Torre Annunziata: la guardia di finanza contesta due incarichi culturali del Comune
Una contestazione della Guardia di Finanza riporta sotto i riflettori due incarichi culturali affidati dal Comune di Torre Annunziata tra il 2021 e il 2022.
Al centro della vicenda ci sono due affidamenti conferiti a un professionista. Nel 2021 ha curato il progetto “Devozioni Festival II Edizione – Itinerari Religiosi e Popolari per la Madonna della Neve”, per un importo di 5mila euro Iva inclusa. Nel 2022, invece, ha seguito la proposta progettuale rimodulata per la XVI edizione del Divino Jazz Festival, per 10mila euro omnia comprensiva.
Torre Annunziata, la contestazione della Guardia di Finanza
Secondo quanto riportato nella determinazione comunale, la Guardia di Finanza ha contestato al dirigente dell’Area IV, Nicola Anaclerio, la violazione dell’articolo 1, comma 58-bis, della legge 662 del 1996.

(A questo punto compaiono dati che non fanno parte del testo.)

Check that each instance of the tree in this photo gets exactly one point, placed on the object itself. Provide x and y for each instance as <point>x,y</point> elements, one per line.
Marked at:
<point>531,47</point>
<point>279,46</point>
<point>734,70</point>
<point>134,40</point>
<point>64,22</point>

Nella contestazione viene indicato il Comune quale obbligato in solido. Il nodo della vicenda riguarda la presunta assenza della comunicazione o dell’autorizzazione ritenuta necessaria da parte dell’amministrazione pubblica di appartenenza del professionista. Quest’ultimo è risultato dipendente pubblico con rapporto di lavoro part-time inferiore al 50 per cento.
La posizione del Comune e l’incarico legale
La posizione dell’Ente si fonda però su una diversa ricostruzione dei fatti. Secondo il Comune, il destinatario degli incarichi avrebbe presentato le dichiarazioni richieste per ottenere gli affidamenti senza comunicare la propria qualità di dipendente pubblico. Si sarebbe limitato a indicare il possesso della partita Iva.

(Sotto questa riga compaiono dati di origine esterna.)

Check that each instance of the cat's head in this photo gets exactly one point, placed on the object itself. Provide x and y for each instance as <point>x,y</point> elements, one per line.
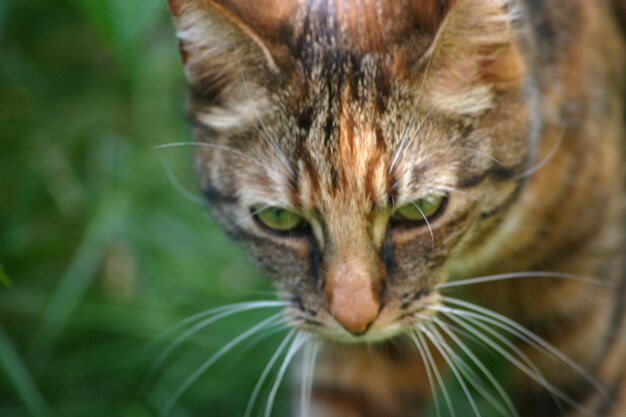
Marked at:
<point>359,149</point>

La determina evidenzia inoltre che, dallo stesso verbale della Guardia di Finanza, emergerebbe l’esistenza di autorizzazioni formali rilasciate dall’amministrazione di appartenenza. Tali autorizzazioni riguarderebbero attività di direzione artistica, cioè le stesse prestazioni finite al centro della contestazione.

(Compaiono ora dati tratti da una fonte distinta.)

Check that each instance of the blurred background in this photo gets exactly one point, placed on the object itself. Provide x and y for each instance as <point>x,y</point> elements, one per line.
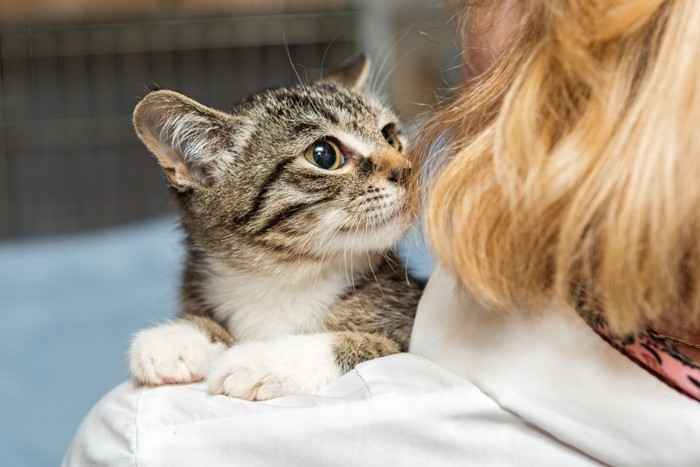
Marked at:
<point>89,246</point>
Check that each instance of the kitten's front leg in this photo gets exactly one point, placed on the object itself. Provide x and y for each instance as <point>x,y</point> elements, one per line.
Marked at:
<point>177,352</point>
<point>293,365</point>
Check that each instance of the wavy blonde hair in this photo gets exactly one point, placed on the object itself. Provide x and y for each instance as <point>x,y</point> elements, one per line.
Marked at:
<point>575,159</point>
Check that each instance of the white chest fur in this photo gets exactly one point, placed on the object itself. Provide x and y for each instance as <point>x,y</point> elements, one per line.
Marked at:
<point>265,307</point>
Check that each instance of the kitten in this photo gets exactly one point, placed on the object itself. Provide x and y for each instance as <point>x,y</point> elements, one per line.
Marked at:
<point>291,204</point>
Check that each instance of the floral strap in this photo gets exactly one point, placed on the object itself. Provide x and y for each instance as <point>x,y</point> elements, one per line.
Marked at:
<point>653,352</point>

L’atto richiama anche la normativa sulle incompatibilità nel pubblico impiego. Secondo il Comune, il caso dovrebbe essere valutato alla luce delle disposizioni specifiche previste per i dipendenti pubblici part-time con prestazione lavorativa non superiore al 50 per cento.
Per affrontare una questione che coinvolge profili amministrativi, civili e tributari, e per predisporre le controdeduzioni al verbale della Guardia di Finanza, il Comune ha deciso di affidare un incarico di supporto legale esterno.
L’obiettivo è tutelare l’Ente da possibili conseguenze economiche. In caso di soccombenza, infatti, potrebbe essere applicata una sanzione pari al doppio degli emolumenti corrisposti.
La vicenda entra ora in una nuova fase. Saranno le memorie difensive da presentare all’Agenzia delle Entrate a delineare la strategia con cui l’amministrazione proverà a respingere le contestazioni e a chiarire le responsabilità legate agli incarichi affidati negli anni scorsi.